Su piel no opuso resistencia. Se abrió al paso del metal con la misma facilidad en que el Mar Rojo se había abierto para Moisés. Y entonces vino la sangre. El segundo en que tardó en salir, le pareció a la chica una eternidad, como si ahora pudiera ver todo en cámara lenta. Pero cuando el torrente rojo llegó, la sensación fue abrumadora, avasalladora. Y con ella vino la fría certeza de saber que la vida se te estaba saliendo del cuerpo, que se escapaba de ti.

Intentó mantenerse alerta, pero la vida, junto con sus poderes, se le estaba yendo como agua por entre los dedos.
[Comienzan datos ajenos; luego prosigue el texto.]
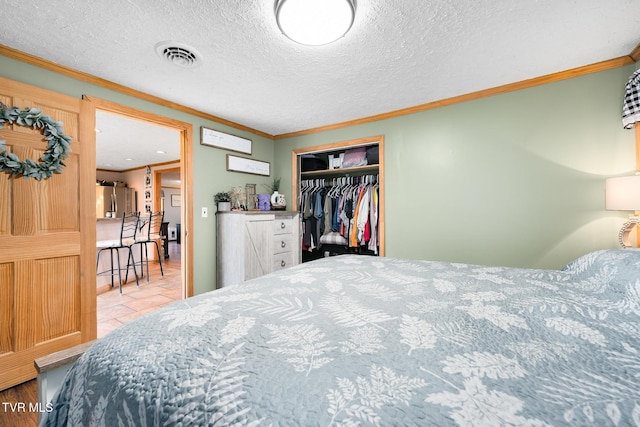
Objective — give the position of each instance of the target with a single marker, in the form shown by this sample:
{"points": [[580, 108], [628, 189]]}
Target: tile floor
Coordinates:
{"points": [[114, 309]]}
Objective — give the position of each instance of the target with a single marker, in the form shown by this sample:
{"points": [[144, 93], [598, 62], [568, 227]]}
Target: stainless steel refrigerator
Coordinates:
{"points": [[112, 202]]}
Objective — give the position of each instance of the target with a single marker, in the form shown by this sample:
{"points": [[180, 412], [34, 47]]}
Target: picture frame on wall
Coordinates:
{"points": [[215, 138], [246, 165]]}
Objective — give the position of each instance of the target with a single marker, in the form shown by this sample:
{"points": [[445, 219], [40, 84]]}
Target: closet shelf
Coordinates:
{"points": [[355, 170]]}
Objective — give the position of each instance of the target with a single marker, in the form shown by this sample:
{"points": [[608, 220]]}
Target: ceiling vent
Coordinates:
{"points": [[179, 54]]}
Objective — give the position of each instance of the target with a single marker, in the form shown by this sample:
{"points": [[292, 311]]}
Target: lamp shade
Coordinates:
{"points": [[314, 22], [623, 193]]}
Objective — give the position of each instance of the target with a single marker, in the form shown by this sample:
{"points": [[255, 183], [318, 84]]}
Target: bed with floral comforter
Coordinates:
{"points": [[355, 340]]}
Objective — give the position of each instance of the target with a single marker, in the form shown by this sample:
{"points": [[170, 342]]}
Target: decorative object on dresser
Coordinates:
{"points": [[623, 194], [223, 200], [264, 203], [277, 200], [252, 244], [252, 201], [238, 198]]}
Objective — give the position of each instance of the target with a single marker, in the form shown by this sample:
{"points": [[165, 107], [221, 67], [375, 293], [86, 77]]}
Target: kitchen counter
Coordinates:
{"points": [[109, 229]]}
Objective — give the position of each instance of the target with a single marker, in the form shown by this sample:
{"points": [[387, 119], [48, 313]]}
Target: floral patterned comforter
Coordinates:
{"points": [[355, 340]]}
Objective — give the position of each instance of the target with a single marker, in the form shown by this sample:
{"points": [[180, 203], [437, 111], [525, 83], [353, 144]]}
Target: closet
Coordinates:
{"points": [[338, 190]]}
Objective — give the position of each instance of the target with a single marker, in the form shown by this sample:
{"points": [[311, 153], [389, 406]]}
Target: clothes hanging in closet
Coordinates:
{"points": [[341, 211]]}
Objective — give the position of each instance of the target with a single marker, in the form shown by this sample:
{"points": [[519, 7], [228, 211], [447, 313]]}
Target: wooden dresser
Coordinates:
{"points": [[254, 243]]}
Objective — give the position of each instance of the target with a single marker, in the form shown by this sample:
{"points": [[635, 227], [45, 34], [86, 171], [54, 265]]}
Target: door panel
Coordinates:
{"points": [[47, 238]]}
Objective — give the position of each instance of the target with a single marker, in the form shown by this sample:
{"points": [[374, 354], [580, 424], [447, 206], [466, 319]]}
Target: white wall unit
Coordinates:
{"points": [[251, 244]]}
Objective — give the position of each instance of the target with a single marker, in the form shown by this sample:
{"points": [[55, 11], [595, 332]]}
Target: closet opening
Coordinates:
{"points": [[338, 189]]}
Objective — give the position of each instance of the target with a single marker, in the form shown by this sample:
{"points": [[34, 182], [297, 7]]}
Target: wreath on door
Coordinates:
{"points": [[57, 147]]}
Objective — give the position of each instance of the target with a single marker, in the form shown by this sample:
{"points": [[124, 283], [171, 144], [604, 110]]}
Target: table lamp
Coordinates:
{"points": [[623, 194]]}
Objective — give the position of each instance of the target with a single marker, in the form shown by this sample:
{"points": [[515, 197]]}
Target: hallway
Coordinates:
{"points": [[114, 309]]}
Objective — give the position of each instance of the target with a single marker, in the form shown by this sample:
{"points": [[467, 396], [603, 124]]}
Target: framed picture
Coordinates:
{"points": [[227, 141], [244, 165]]}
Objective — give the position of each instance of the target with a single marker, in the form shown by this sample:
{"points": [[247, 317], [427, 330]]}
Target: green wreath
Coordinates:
{"points": [[57, 147]]}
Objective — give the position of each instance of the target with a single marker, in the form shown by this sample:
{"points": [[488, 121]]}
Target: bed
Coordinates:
{"points": [[357, 340]]}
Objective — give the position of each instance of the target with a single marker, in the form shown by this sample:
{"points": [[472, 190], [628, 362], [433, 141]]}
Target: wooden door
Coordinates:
{"points": [[47, 238]]}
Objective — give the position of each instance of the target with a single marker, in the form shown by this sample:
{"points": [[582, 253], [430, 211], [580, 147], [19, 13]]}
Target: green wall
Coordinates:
{"points": [[515, 179], [209, 164]]}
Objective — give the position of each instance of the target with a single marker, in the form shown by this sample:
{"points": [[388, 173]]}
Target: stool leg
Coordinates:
{"points": [[145, 260], [119, 268], [159, 257], [133, 263], [111, 256]]}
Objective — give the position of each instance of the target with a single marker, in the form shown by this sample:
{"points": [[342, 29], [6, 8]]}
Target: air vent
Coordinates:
{"points": [[179, 54]]}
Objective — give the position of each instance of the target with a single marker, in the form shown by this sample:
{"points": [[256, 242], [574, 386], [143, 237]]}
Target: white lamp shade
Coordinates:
{"points": [[315, 22], [623, 193]]}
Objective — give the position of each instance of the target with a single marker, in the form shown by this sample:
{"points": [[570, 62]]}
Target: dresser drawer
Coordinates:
{"points": [[283, 225], [282, 243], [283, 260]]}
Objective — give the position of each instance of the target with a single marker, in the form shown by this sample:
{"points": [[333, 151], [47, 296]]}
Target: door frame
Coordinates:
{"points": [[186, 177]]}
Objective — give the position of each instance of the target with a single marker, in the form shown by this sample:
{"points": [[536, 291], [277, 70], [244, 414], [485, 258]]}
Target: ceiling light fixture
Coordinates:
{"points": [[315, 22]]}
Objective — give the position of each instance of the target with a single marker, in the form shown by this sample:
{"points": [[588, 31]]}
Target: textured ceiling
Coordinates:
{"points": [[123, 143], [398, 54]]}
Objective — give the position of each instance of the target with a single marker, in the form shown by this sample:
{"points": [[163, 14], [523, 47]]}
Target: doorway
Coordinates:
{"points": [[184, 173]]}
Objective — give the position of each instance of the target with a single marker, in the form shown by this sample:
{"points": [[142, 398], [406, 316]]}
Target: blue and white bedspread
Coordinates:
{"points": [[355, 340]]}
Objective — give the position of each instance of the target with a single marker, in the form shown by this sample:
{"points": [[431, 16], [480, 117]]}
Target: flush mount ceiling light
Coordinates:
{"points": [[315, 22]]}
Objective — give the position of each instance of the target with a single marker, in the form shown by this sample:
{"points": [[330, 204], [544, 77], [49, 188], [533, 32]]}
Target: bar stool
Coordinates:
{"points": [[149, 231], [127, 239]]}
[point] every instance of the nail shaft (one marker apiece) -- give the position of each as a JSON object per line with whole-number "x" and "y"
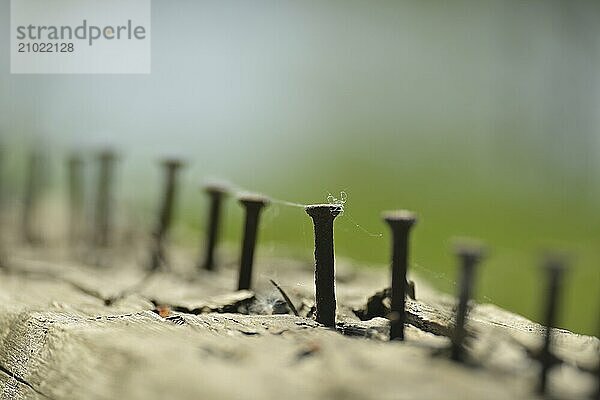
{"x": 75, "y": 178}
{"x": 400, "y": 223}
{"x": 103, "y": 216}
{"x": 323, "y": 216}
{"x": 30, "y": 200}
{"x": 469, "y": 254}
{"x": 554, "y": 268}
{"x": 252, "y": 205}
{"x": 216, "y": 195}
{"x": 166, "y": 213}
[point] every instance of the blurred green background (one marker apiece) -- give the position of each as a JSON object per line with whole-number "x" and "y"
{"x": 481, "y": 116}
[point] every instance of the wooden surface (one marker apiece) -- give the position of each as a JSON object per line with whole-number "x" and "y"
{"x": 70, "y": 330}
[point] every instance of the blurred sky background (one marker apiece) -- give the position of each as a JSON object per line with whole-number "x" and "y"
{"x": 481, "y": 116}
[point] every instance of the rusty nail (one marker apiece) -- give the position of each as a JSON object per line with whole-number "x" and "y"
{"x": 31, "y": 197}
{"x": 171, "y": 167}
{"x": 400, "y": 223}
{"x": 554, "y": 267}
{"x": 252, "y": 204}
{"x": 106, "y": 159}
{"x": 323, "y": 216}
{"x": 470, "y": 253}
{"x": 216, "y": 194}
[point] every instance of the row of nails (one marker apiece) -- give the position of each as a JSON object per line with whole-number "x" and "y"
{"x": 323, "y": 216}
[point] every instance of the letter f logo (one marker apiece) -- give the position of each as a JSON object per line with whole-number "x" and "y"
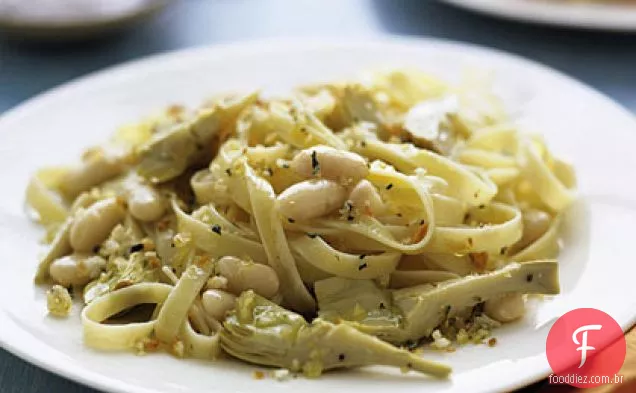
{"x": 583, "y": 344}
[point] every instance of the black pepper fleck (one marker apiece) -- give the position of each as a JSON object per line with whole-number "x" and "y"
{"x": 315, "y": 165}
{"x": 136, "y": 247}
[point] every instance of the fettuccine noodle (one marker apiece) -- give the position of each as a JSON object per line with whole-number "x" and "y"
{"x": 391, "y": 210}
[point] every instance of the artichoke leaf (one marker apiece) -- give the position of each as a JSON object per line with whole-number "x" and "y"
{"x": 261, "y": 332}
{"x": 170, "y": 152}
{"x": 412, "y": 313}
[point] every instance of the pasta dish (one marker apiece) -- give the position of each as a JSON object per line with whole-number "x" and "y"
{"x": 345, "y": 224}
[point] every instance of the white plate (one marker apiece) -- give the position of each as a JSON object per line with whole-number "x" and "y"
{"x": 597, "y": 269}
{"x": 614, "y": 17}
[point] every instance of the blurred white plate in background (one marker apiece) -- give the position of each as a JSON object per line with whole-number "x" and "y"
{"x": 598, "y": 15}
{"x": 578, "y": 122}
{"x": 55, "y": 20}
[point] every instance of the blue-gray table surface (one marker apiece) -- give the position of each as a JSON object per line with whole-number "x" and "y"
{"x": 604, "y": 60}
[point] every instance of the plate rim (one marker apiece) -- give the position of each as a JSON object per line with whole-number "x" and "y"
{"x": 110, "y": 384}
{"x": 544, "y": 14}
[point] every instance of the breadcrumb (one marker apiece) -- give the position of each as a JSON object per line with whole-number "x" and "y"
{"x": 58, "y": 301}
{"x": 282, "y": 374}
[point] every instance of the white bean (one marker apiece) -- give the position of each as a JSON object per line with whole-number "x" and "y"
{"x": 506, "y": 308}
{"x": 95, "y": 169}
{"x": 93, "y": 225}
{"x": 216, "y": 282}
{"x": 366, "y": 198}
{"x": 77, "y": 269}
{"x": 145, "y": 203}
{"x": 333, "y": 164}
{"x": 242, "y": 276}
{"x": 311, "y": 199}
{"x": 217, "y": 303}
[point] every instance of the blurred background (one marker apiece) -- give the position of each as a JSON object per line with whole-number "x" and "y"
{"x": 44, "y": 43}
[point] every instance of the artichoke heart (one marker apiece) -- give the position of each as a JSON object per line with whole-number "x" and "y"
{"x": 168, "y": 154}
{"x": 263, "y": 333}
{"x": 411, "y": 314}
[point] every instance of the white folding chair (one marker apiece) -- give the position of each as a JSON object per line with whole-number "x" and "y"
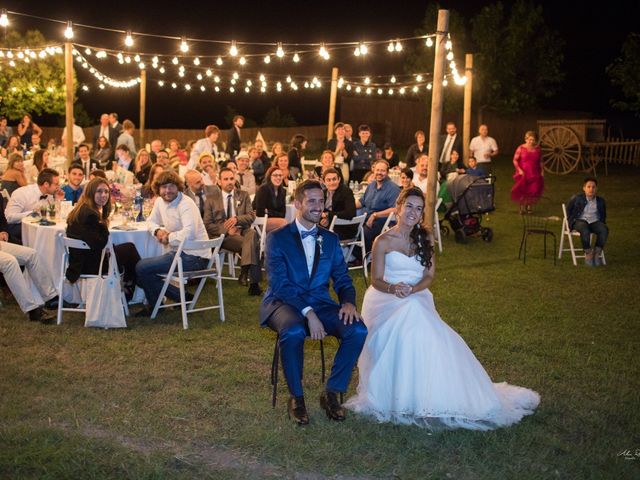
{"x": 177, "y": 274}
{"x": 358, "y": 240}
{"x": 437, "y": 237}
{"x": 387, "y": 224}
{"x": 260, "y": 226}
{"x": 576, "y": 251}
{"x": 113, "y": 270}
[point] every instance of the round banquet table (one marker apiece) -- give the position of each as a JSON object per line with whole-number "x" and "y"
{"x": 47, "y": 241}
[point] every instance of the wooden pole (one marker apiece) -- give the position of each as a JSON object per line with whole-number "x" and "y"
{"x": 68, "y": 78}
{"x": 332, "y": 102}
{"x": 466, "y": 123}
{"x": 437, "y": 101}
{"x": 143, "y": 103}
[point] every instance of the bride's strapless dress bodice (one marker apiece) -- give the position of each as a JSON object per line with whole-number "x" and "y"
{"x": 398, "y": 267}
{"x": 415, "y": 369}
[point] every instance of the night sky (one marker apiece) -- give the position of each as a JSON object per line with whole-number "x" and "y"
{"x": 593, "y": 39}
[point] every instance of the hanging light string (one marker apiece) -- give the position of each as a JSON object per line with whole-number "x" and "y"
{"x": 277, "y": 48}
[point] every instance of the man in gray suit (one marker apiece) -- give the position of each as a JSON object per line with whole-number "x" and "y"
{"x": 229, "y": 211}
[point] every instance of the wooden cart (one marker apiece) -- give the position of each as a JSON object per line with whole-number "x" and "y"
{"x": 569, "y": 145}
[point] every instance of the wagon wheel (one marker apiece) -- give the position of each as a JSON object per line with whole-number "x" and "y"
{"x": 561, "y": 150}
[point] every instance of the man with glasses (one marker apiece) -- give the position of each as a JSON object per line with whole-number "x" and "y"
{"x": 26, "y": 200}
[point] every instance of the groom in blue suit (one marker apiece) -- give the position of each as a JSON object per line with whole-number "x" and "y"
{"x": 301, "y": 259}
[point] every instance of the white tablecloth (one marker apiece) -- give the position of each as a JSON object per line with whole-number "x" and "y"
{"x": 47, "y": 241}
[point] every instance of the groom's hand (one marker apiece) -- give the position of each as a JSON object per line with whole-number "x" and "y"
{"x": 349, "y": 314}
{"x": 316, "y": 329}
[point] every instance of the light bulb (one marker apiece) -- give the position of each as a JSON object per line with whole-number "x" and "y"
{"x": 68, "y": 32}
{"x": 233, "y": 50}
{"x": 184, "y": 47}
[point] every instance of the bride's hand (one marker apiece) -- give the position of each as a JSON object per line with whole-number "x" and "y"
{"x": 316, "y": 329}
{"x": 402, "y": 290}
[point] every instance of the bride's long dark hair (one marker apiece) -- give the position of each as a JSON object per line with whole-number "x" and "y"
{"x": 419, "y": 235}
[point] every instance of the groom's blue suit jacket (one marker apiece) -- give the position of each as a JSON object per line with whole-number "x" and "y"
{"x": 289, "y": 280}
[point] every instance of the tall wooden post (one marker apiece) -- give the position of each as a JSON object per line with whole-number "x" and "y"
{"x": 143, "y": 104}
{"x": 437, "y": 101}
{"x": 332, "y": 102}
{"x": 466, "y": 123}
{"x": 68, "y": 80}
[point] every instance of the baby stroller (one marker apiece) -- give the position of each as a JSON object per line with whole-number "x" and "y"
{"x": 472, "y": 196}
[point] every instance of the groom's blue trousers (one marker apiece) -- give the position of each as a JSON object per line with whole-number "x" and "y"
{"x": 292, "y": 328}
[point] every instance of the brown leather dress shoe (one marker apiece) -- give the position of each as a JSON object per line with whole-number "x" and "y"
{"x": 329, "y": 401}
{"x": 298, "y": 411}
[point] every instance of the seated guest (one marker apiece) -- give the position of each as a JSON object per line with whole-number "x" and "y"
{"x": 89, "y": 222}
{"x": 25, "y": 200}
{"x": 406, "y": 178}
{"x": 417, "y": 149}
{"x": 197, "y": 190}
{"x": 271, "y": 199}
{"x": 378, "y": 201}
{"x": 142, "y": 166}
{"x": 390, "y": 156}
{"x": 327, "y": 162}
{"x": 422, "y": 169}
{"x": 123, "y": 157}
{"x": 296, "y": 153}
{"x": 474, "y": 168}
{"x": 452, "y": 168}
{"x": 229, "y": 212}
{"x": 147, "y": 191}
{"x": 587, "y": 214}
{"x": 174, "y": 149}
{"x": 85, "y": 161}
{"x": 206, "y": 144}
{"x": 73, "y": 189}
{"x": 244, "y": 175}
{"x": 282, "y": 162}
{"x": 11, "y": 258}
{"x": 207, "y": 166}
{"x": 338, "y": 202}
{"x": 175, "y": 217}
{"x": 13, "y": 177}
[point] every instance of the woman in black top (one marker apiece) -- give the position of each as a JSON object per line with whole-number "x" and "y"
{"x": 338, "y": 202}
{"x": 416, "y": 149}
{"x": 89, "y": 222}
{"x": 271, "y": 199}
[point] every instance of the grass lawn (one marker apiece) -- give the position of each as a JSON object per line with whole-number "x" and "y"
{"x": 154, "y": 401}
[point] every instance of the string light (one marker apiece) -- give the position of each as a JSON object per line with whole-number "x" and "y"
{"x": 233, "y": 50}
{"x": 4, "y": 19}
{"x": 68, "y": 32}
{"x": 184, "y": 46}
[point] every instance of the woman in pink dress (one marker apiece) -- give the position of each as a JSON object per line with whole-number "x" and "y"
{"x": 529, "y": 179}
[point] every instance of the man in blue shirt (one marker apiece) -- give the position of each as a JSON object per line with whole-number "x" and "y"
{"x": 73, "y": 189}
{"x": 364, "y": 153}
{"x": 378, "y": 201}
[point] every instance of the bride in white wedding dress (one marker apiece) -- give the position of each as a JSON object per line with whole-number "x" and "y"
{"x": 414, "y": 369}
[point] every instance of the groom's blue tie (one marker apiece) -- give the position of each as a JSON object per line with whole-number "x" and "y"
{"x": 313, "y": 232}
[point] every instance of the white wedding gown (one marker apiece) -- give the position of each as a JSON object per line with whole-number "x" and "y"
{"x": 414, "y": 369}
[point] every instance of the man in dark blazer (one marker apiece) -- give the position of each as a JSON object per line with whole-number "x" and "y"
{"x": 104, "y": 129}
{"x": 229, "y": 212}
{"x": 449, "y": 142}
{"x": 301, "y": 261}
{"x": 233, "y": 137}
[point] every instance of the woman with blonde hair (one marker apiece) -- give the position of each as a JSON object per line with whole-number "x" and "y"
{"x": 89, "y": 222}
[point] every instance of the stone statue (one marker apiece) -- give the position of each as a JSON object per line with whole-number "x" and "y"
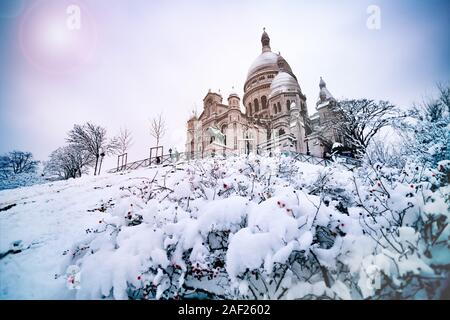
{"x": 219, "y": 137}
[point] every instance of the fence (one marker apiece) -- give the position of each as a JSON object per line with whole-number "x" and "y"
{"x": 172, "y": 158}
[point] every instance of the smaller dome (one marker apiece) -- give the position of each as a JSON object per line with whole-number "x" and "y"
{"x": 233, "y": 93}
{"x": 283, "y": 82}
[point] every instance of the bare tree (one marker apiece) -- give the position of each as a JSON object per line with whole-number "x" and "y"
{"x": 124, "y": 141}
{"x": 92, "y": 139}
{"x": 358, "y": 121}
{"x": 158, "y": 128}
{"x": 68, "y": 162}
{"x": 17, "y": 162}
{"x": 425, "y": 131}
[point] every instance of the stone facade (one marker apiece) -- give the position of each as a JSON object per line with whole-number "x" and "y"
{"x": 275, "y": 117}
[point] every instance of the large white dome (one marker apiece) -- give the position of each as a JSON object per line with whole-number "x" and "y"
{"x": 283, "y": 82}
{"x": 266, "y": 60}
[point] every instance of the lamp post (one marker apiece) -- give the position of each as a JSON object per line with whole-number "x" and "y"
{"x": 102, "y": 155}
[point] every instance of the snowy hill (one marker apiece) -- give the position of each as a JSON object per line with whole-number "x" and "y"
{"x": 247, "y": 228}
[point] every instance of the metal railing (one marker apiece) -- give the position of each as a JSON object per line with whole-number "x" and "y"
{"x": 173, "y": 158}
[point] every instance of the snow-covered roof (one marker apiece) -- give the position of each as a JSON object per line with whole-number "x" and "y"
{"x": 283, "y": 82}
{"x": 266, "y": 59}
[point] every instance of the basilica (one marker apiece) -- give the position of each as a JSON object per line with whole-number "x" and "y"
{"x": 271, "y": 116}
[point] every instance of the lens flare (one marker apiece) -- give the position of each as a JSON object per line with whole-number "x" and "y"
{"x": 50, "y": 43}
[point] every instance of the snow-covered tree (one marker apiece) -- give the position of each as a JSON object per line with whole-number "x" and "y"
{"x": 92, "y": 139}
{"x": 358, "y": 121}
{"x": 157, "y": 128}
{"x": 426, "y": 131}
{"x": 68, "y": 162}
{"x": 124, "y": 141}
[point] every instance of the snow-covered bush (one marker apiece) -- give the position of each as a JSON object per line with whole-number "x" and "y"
{"x": 273, "y": 228}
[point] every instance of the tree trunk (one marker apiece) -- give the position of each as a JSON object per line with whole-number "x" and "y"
{"x": 96, "y": 164}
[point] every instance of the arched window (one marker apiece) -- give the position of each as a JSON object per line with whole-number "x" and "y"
{"x": 256, "y": 105}
{"x": 264, "y": 102}
{"x": 224, "y": 131}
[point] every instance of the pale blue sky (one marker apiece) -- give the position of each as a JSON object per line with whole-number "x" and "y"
{"x": 142, "y": 57}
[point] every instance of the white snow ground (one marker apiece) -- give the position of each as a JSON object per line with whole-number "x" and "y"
{"x": 265, "y": 204}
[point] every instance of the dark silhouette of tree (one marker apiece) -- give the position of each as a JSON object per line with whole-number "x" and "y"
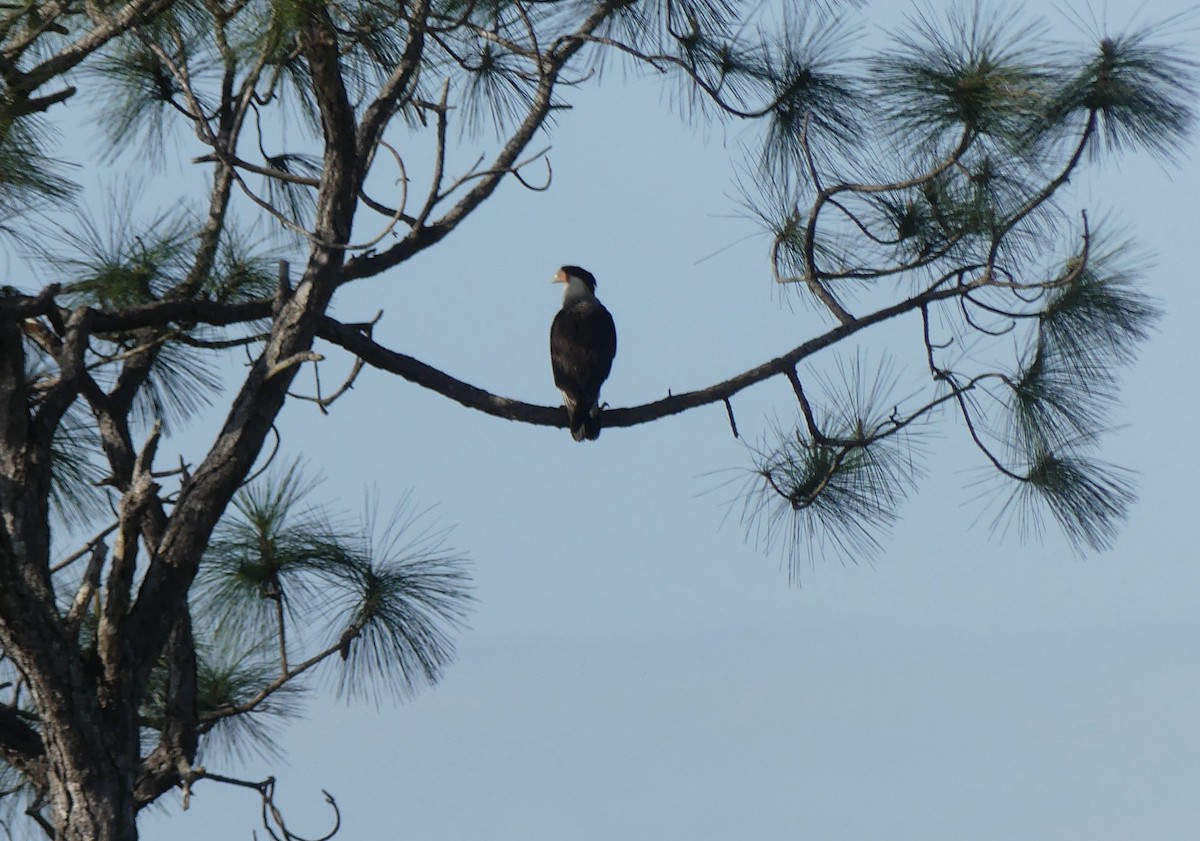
{"x": 918, "y": 184}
Pronto sus párpados comenzaron a cerrarse, los sentía como si fueran de piedra, luchaban contra ella, rindiéndose ante la dulce paz, el dulce regocijo del último descanso, el descanso máximo y eterno. 

Antes de que sus ojos terminaran de cerrarse, alcanzó a ver una silueta a través de la bruma de la inconsciencia, una figura alta recortándose bajo el quicio de la puerta. La forma habló, dijo algo, pero a la chica moribunda le resultó incomprensible. No comprendió las palabras, sólo percibió un tono sibilante en su voz, quizá incluso burlón. Después, el velo negro de la inconsciencia cubrió sus ojos y la Nada se apoderó de sus sentidos.